За что, за какую вину?
Тут вот у них столпотворение вавилонское, и по газетам великий шум, а всего-то дерутся два человека на кулачки, чемпионы бокса, француз и здешний, и вся страна точно сошла с ума. Только о том и слышно, и все-то ставят ставки, и большие стекутся миллионы. А все-то для того, что два человека повывернут друг дружке скулы, и делу конец...
А в России голод и, слышно, люди едят друг дружку. А тут никому никакого дела, точно и нету России, и в газетах о России на самом последнем месте, мелкими буковками.
А - боятся! Боятся нас. Если бы не боялись, не стали бы так огораживаться. И тот французик боится.
- Иван, русский Иван!
Эх, даже круги в глазах.
А забыли, как перед войною, что писали тогда?..
Это вот мне рассказал один человек русский, морской капитан. Познакомился я здесь с ним в русской книжной лавочке, что около музея.

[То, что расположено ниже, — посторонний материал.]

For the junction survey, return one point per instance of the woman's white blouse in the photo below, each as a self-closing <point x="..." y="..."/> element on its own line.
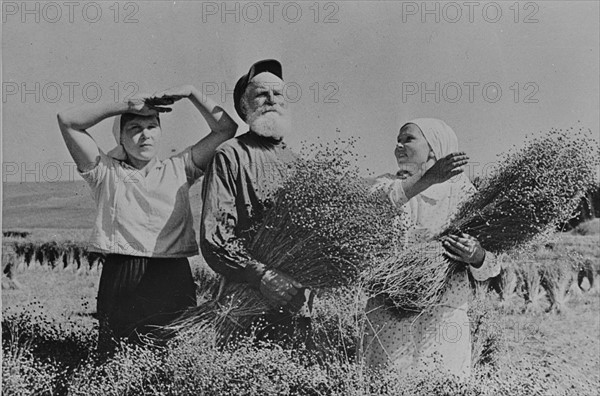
<point x="144" y="215"/>
<point x="441" y="335"/>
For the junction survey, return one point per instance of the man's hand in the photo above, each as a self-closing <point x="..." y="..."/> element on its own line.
<point x="464" y="248"/>
<point x="147" y="104"/>
<point x="277" y="288"/>
<point x="174" y="94"/>
<point x="446" y="168"/>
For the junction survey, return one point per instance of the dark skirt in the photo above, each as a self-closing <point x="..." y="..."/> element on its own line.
<point x="137" y="295"/>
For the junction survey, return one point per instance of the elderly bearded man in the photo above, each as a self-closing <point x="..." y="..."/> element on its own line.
<point x="244" y="173"/>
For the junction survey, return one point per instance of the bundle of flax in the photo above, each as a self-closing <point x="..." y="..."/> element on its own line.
<point x="322" y="228"/>
<point x="533" y="190"/>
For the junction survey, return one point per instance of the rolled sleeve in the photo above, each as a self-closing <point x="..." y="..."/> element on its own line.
<point x="222" y="249"/>
<point x="96" y="175"/>
<point x="489" y="269"/>
<point x="192" y="172"/>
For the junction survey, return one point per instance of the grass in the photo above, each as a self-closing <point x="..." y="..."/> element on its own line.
<point x="49" y="333"/>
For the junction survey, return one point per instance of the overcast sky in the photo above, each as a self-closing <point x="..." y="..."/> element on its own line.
<point x="494" y="71"/>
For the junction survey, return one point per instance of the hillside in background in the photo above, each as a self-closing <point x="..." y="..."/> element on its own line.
<point x="58" y="205"/>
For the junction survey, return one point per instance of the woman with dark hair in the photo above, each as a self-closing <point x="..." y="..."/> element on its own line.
<point x="144" y="223"/>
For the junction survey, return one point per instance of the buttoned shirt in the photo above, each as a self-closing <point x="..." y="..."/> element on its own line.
<point x="244" y="173"/>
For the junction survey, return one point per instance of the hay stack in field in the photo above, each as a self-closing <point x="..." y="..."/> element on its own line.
<point x="534" y="189"/>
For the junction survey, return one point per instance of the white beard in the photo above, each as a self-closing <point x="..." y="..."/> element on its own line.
<point x="273" y="124"/>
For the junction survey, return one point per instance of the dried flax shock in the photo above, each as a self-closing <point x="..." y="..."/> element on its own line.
<point x="322" y="228"/>
<point x="535" y="189"/>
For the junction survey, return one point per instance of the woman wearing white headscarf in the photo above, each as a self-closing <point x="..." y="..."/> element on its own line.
<point x="428" y="187"/>
<point x="144" y="223"/>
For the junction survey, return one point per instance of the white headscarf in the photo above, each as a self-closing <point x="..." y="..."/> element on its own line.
<point x="119" y="151"/>
<point x="432" y="208"/>
<point x="439" y="135"/>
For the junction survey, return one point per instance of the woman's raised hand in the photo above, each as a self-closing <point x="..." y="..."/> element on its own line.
<point x="465" y="248"/>
<point x="446" y="168"/>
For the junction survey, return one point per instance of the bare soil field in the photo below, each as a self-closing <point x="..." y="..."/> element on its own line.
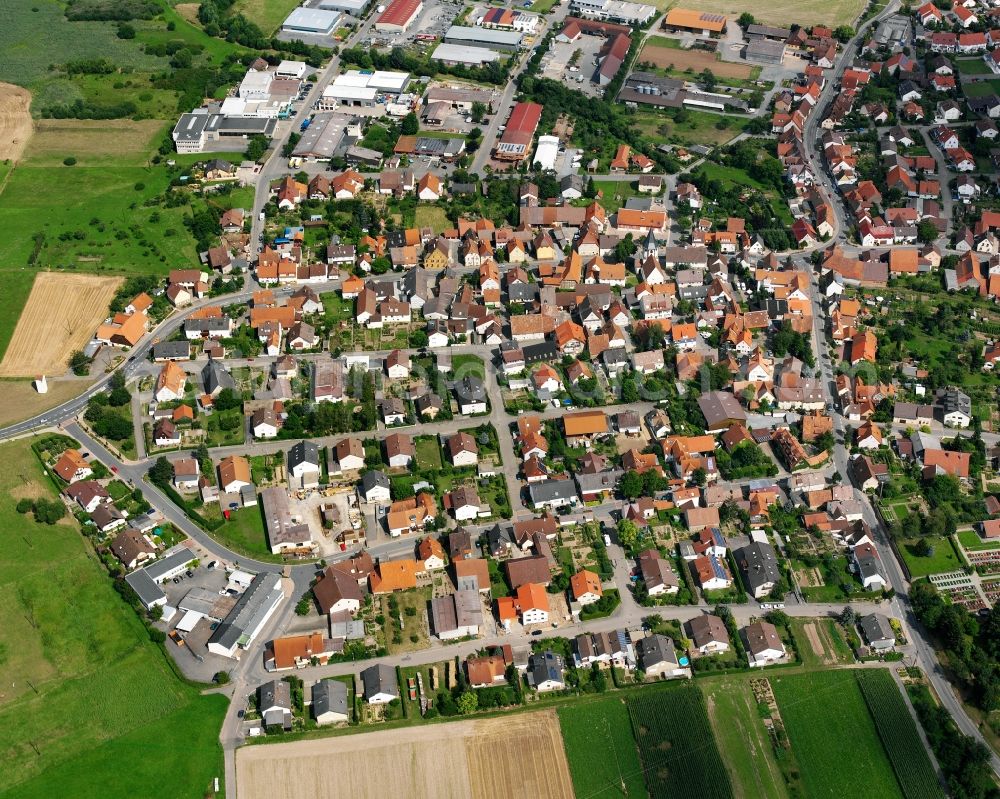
<point x="697" y="60"/>
<point x="493" y="758"/>
<point x="15" y="121"/>
<point x="784" y="12"/>
<point x="91" y="141"/>
<point x="21" y="401"/>
<point x="60" y="316"/>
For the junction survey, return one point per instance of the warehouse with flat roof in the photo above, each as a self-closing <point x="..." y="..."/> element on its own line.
<point x="399" y="15"/>
<point x="461" y="54"/>
<point x="765" y="51"/>
<point x="352" y="7"/>
<point x="489" y="38"/>
<point x="312" y="21"/>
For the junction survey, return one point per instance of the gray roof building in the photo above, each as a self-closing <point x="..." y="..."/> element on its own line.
<point x="253" y="608"/>
<point x="656" y="652"/>
<point x="379" y="682"/>
<point x="553" y="492"/>
<point x="172" y="351"/>
<point x="877" y="631"/>
<point x="275" y="703"/>
<point x="758" y="565"/>
<point x="546" y="670"/>
<point x="329" y="701"/>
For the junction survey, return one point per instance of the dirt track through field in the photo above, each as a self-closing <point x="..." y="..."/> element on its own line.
<point x="61" y="315"/>
<point x="814" y="640"/>
<point x="697" y="60"/>
<point x="506" y="757"/>
<point x="15" y="121"/>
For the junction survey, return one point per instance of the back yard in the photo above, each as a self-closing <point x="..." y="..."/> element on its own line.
<point x="81" y="699"/>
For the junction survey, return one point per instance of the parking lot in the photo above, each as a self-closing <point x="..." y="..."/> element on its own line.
<point x="434" y="20"/>
<point x="556" y="63"/>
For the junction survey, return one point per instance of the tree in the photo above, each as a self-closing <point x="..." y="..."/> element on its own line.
<point x="628" y="533"/>
<point x="631" y="484"/>
<point x="467" y="703"/>
<point x="410" y="124"/>
<point x="927" y="232"/>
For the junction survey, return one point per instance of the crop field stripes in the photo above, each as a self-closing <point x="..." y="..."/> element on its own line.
<point x="678" y="749"/>
<point x="899" y="735"/>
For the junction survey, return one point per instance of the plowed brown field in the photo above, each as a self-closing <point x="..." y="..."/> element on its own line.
<point x="503" y="758"/>
<point x="61" y="315"/>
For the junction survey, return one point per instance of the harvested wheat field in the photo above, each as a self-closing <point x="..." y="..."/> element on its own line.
<point x="784" y="12"/>
<point x="92" y="142"/>
<point x="512" y="757"/>
<point x="61" y="315"/>
<point x="15" y="121"/>
<point x="696" y="60"/>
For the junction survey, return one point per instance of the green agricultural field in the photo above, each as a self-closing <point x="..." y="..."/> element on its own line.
<point x="679" y="753"/>
<point x="943" y="557"/>
<point x="267" y="14"/>
<point x="82" y="698"/>
<point x="829" y="726"/>
<point x="603" y="759"/>
<point x="743" y="740"/>
<point x="899" y="735"/>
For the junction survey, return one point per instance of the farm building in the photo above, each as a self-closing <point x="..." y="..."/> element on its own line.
<point x="683" y="19"/>
<point x="765" y="51"/>
<point x="489" y="38"/>
<point x="399" y="15"/>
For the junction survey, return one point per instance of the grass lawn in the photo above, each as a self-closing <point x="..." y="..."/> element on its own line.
<point x="603" y="759"/>
<point x="981" y="88"/>
<point x="829" y="726"/>
<point x="743" y="740"/>
<point x="942" y="559"/>
<point x="81" y="698"/>
<point x="699" y="127"/>
<point x="783" y="12"/>
<point x="432" y="216"/>
<point x="267" y="14"/>
<point x="244" y="533"/>
<point x="971" y="66"/>
<point x="615" y="193"/>
<point x="427" y="452"/>
<point x="216" y="436"/>
<point x="971" y="540"/>
<point x="414" y="627"/>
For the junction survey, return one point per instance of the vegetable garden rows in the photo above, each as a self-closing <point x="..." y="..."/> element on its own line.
<point x="899" y="736"/>
<point x="678" y="749"/>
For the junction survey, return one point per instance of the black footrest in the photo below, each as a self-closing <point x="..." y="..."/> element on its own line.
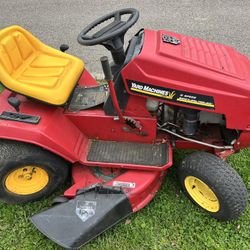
<point x="128" y="153"/>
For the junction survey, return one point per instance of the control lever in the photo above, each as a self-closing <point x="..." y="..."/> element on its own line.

Тут в аббатстве, в соборе, видел я могилы великих людей. И посереди тех могил, на почетнейшем месте, - новенькая плита. Похоронен под нею простой солдат, из братской могилы, с полей сражения. И никто не знает имени того солдата. И всякий день над могилою гора свежих цветов. Всякий день на могилу приходят, - невесты, матери, жены, сестры убитых в войне воинов и приносят цветы, как на свою могилу, - на могилу жениха, сына, мужа, брата... Много я подивился.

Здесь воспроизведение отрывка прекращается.